Uremic cardiomyopathy is characterised by loss of the cardioprotective effects of insulin

Abstract

Chronic kidney disease is associated with a unique cardiomyopathy, characterised by a combination of structural and cellular remodelling, and an enhanced susceptibility to ischaemia-reperfusion injury. This may represent dysfunction of the reperfusion injury salvage kinase pathway, due to insulin resistance. Aims: The susceptibility of the uraemic heart to ischaemia-reperfusion injury and the cardioprotective effects of insulin and rosiglitazone were investigated. Methods and Results: Uraemia was induced in Sprague-Dawley rats by subtotal nephrectomy. Functional recovery from ischaemia was investigated in vitro in control and uraemic hearts ±insulin ±rosiglitazone. The response of myocardial oxidative metabolism to insulin was determined by 13C NMR spectroscopy. Activation of reperfusion injury salvage kinase pathway intermediates (Akt and GSK3β) were assessed by SDS-PAGE and immuno-precipitation. Insulin improved post-ischaemic rate pressure product in control but not uraemic hearts, (recovered rate pressure product (%), control 59.6±10.7 vs 88.9±8.5, p<0.05; uraemic 19.3±4.6 vs 28.5±10.4, p=ns). Rosiglitazone resensitised uraemic hearts to insulin-mediated cardio-protection (recovered rate pressure product (%) 12.7±7.0 vs. 61.8±15.9, p<0.05). Myocardial carbohydrate metabolism remained responsive to insulin in uraemic hearts.

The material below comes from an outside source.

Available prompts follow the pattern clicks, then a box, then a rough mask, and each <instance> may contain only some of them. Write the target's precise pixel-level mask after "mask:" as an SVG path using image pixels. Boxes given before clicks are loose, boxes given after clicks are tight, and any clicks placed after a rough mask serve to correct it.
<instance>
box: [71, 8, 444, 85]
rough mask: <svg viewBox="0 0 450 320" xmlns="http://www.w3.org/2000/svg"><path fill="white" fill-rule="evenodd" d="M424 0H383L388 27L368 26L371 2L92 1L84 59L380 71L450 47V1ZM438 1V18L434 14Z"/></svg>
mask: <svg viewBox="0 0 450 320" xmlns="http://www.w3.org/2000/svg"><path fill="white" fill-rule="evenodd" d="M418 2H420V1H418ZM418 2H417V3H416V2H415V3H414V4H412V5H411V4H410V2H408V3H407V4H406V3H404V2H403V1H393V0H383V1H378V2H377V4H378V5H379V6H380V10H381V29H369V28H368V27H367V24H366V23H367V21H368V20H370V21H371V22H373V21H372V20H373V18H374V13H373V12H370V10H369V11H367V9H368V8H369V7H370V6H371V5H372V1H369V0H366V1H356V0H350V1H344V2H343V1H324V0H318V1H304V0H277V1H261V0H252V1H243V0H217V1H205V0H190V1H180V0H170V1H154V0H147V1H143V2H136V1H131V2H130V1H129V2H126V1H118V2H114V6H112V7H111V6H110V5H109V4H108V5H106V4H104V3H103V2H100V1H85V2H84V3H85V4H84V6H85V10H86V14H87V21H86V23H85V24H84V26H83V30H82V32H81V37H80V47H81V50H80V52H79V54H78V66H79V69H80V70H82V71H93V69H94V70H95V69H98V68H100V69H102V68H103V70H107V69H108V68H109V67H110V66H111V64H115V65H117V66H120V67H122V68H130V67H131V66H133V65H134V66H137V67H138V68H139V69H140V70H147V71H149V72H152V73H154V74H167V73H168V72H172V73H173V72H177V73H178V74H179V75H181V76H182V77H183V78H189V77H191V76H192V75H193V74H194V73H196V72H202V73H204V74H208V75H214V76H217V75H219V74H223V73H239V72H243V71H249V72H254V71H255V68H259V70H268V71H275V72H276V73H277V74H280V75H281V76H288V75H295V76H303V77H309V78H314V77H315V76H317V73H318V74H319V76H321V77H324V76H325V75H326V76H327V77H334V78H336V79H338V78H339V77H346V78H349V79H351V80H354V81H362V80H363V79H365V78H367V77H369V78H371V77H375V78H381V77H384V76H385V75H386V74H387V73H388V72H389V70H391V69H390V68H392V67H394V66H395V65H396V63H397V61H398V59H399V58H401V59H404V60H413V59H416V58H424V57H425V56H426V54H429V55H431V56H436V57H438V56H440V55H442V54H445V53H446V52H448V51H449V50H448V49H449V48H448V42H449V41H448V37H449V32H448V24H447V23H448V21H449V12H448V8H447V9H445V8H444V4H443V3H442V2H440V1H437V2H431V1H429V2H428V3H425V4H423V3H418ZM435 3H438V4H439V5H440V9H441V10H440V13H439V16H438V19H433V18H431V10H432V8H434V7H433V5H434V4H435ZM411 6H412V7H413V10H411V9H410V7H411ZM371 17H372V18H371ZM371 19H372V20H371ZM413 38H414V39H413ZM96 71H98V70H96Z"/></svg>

Uraemia was associated with increased phosphorylation of Akt (1.00±0.08 vs. 1.31±0.11, p<0.05) in normoxia, but no change in post-ischaemic phosphorylation of Akt or GSK3β. Akt2 isoform expression was decreased post-ischaemia in uraemic hearts (p<0.05). Conclusion: Uraemia is associated with enhanced susceptibility to ischaemia-reperfusion injury and a loss of insulin-mediated cardio-protection, which can be restored by administration of rosiglitazone. Altered Akt2 expression in uraemic hearts post ischaemia-reperfusion and impaired activation of reperfusion injury salvage kinase pathway may underlie these findings.